Blair and Brown get snubbed for royal wedding
Published 25/04/2011 | 05:00
The first major controversy surrounding the royal wedding erupted last night when it was confirmed that neither Tony Blair nor Gordon Brown had been invited to Friday's ceremony.
The former Labour prime ministers will not join the 1,900-strong royal wedding congregation at Westminster Abbey, despite it being a "semi-state" occasion that they had been widely expected to attend.
By contrast, both their Conservative predecessors, John Major and Margaret Thatcher, received invitations.
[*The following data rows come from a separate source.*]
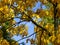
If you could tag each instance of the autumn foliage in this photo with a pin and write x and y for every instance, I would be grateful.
(47, 30)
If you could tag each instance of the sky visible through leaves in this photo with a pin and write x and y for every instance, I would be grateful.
(30, 26)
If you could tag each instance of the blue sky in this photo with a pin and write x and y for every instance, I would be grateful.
(30, 25)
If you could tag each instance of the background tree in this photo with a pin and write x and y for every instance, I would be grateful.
(47, 30)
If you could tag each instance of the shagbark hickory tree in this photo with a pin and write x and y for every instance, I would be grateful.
(47, 30)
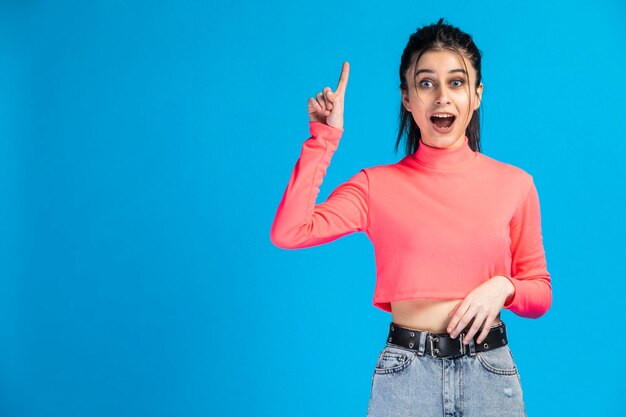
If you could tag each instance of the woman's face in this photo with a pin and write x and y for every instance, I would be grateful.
(439, 86)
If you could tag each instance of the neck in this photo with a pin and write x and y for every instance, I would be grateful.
(444, 158)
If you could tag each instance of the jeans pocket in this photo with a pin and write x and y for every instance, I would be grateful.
(394, 359)
(498, 361)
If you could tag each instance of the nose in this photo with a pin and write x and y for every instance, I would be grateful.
(442, 97)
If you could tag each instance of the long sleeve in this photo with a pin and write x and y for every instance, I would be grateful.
(533, 292)
(299, 222)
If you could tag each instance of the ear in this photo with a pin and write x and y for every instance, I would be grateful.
(405, 100)
(479, 96)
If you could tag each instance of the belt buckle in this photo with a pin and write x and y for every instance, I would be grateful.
(461, 337)
(432, 346)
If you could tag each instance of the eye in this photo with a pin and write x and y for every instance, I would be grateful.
(458, 83)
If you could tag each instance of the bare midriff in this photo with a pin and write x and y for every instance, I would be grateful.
(427, 314)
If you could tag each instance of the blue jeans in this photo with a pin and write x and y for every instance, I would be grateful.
(406, 383)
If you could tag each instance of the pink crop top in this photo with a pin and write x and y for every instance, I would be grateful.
(442, 221)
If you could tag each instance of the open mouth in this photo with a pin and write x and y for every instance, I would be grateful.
(443, 123)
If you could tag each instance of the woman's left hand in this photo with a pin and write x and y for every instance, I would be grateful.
(483, 304)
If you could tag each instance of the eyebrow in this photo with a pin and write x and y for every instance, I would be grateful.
(432, 72)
Mrs Thatcher declined on health grounds, although Mr Major will be present when Prince William marries Kate Middleton.
A spokesman for St James's Palace said Mr Blair and Mr Brown had not received invitations because neither were 'Knights of the Garter', unlike Mr Major and Mrs Thatcher.
However, guests who will be in attendance include David Beckham, Elton John and 'Mr Bean' actor Rowan Atkinson, according to a newly released official guest list.
St James's Palace also released the seating plan at Westminster Abbey, which showed that relatives of William's mother, Princess Diana, are sitting across the aisle from the royal family, joining the Middletons in an exception to the traditional division of a church into a bride's side and groom's side.
There was no explanation of the seating arrangement, but the Spencers have not had a good relationship with the royal family, especially after Diana's brother Charles Spencer attacked the royals during a speech at her 1997 funeral.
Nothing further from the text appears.